Three reasons to expect long AI timelines

Link post

A lot of people I trust put relatively high confidence on near term AI timelines. For example, most people in the Lesswrong AI timelines thread from last year had shorter timelines than me, though it may have been because I interpreted the question a bit differently than most everyone else.

In this post, I’ll cover three big reasons to expect long AI timelines, which I take to be the thesis that transformative AI-related phenomena won’t happen for at least another 50 years (currently >2071). Roughly speaking, the three reasons are

  1. Technological deployment lag: Most technologies take decades between when they’re first developed and when they become widely impactful.
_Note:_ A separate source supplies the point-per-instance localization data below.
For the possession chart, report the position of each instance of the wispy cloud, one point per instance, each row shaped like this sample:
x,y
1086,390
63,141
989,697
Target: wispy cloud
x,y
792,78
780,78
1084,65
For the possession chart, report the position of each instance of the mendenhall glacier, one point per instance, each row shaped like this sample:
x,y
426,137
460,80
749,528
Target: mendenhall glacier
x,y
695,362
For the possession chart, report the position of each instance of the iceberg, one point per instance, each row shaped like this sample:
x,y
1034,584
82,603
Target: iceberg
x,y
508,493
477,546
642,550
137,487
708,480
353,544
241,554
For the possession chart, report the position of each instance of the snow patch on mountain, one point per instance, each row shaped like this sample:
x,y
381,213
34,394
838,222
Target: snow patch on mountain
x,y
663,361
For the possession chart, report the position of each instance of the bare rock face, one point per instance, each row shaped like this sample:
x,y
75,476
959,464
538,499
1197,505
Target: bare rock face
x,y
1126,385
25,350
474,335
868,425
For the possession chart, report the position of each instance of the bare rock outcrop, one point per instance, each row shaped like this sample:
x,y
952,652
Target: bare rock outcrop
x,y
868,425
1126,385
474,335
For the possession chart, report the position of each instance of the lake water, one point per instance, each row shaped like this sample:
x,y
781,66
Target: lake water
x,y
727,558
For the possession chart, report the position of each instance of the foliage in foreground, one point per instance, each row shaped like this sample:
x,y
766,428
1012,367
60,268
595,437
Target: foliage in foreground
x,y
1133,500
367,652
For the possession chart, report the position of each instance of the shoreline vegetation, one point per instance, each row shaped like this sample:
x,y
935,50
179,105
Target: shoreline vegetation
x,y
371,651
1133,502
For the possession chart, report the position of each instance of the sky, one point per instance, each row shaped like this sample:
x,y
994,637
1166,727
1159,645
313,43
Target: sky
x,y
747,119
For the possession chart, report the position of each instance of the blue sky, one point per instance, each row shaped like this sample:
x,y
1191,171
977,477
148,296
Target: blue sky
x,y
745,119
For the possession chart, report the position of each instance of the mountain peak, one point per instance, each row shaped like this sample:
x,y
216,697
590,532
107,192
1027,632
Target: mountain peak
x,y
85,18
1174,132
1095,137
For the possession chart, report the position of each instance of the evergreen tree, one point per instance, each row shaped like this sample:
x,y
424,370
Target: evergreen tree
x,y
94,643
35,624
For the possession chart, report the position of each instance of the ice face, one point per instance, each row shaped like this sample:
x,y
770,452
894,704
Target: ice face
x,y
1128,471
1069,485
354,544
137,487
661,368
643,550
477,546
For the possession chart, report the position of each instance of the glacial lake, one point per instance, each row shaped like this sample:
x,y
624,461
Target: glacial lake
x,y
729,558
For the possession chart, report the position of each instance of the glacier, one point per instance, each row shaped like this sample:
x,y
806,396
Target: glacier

  2. Overestimating the generality of AI technology: Many AI scientists in the 1950s and 1960s incorrectly expected that cracking computer chess would automatically crack other tasks as well. I suspect a similar phenomenon is happening in people’s minds today when they extrapolate current AI.

  3. Regulation will slow things down: Lots of big technologies have been slowed down by regulation. Nuclear energy is an obvious example of a technology whose adoption has been hampered by regulation, but other cases exist too.

Technological deployment lag

From at least two perspectives, it makes sense to care more about when a technology is impactful, rather than when it first gets developed in a lab.

The first perspective is the perspective of an ordinary person. Ordinary people hardly get affected by isolated technological achievements. It might help their stock portfolios, if the resulting development triggers investors to become much more optimistic about future profits in those industries. But other than that, the ordinary person will care far more about when they can actually see the results of a technology compared to when it is first developed.

The second perspective is the perspective of a serious technological forecaster. These people care a lot about timing because the order of technological developments matters a lot for policy. To give a simple example, they care a lot about whether cheap and reliable solar energy will be developed before fusion power, because it tells them what type of technology society should invest in to stop climate change.

I care most about the second perspective, though it’s worth noting cases where the first perspective might still matter. Consider a scenario in which AI researchers are going around declaring that “AGI is in 10 years.” 10 years pass and an AGI developed is indeed developed in a lab somewhere, but with no noticeable impact on everyday life. People may grow distrustful of such proclamations, even if they’re ultimately technically proven right.

While it might seem obvious to some that we should make a distinction between when a technology is developed and when it actually starts having a large impact, I’m pointing it out because I mostly don’t get the impression from most AI forecasting literature that such a distinction is important.

Nearly all AI timeline surveys and forecasts I’ve been acquainted with simply take it as a starting assumption that what we care about is when advanced AI is developed, somewhere, rather than some side effect of that development. While I admit that it might be more reasonable to care about the specific moment in time when advanced AI is developed in a lab (particularly if we accept some local “foom” AI takeoff scenarios), it’s not at all obvious to me that it is. If you disagree, I would prefer you to at least carefully outline your reasoning before spitting out a date.

One main reason why we might care most about the date of development is because we think that after sufficiently advanced AI is developed, the effects will happen almost instantaneously. The most extreme version of this thesis is the one where AI self-improves upon getting past some critical threshold, and takes over the whole world within a few weeks.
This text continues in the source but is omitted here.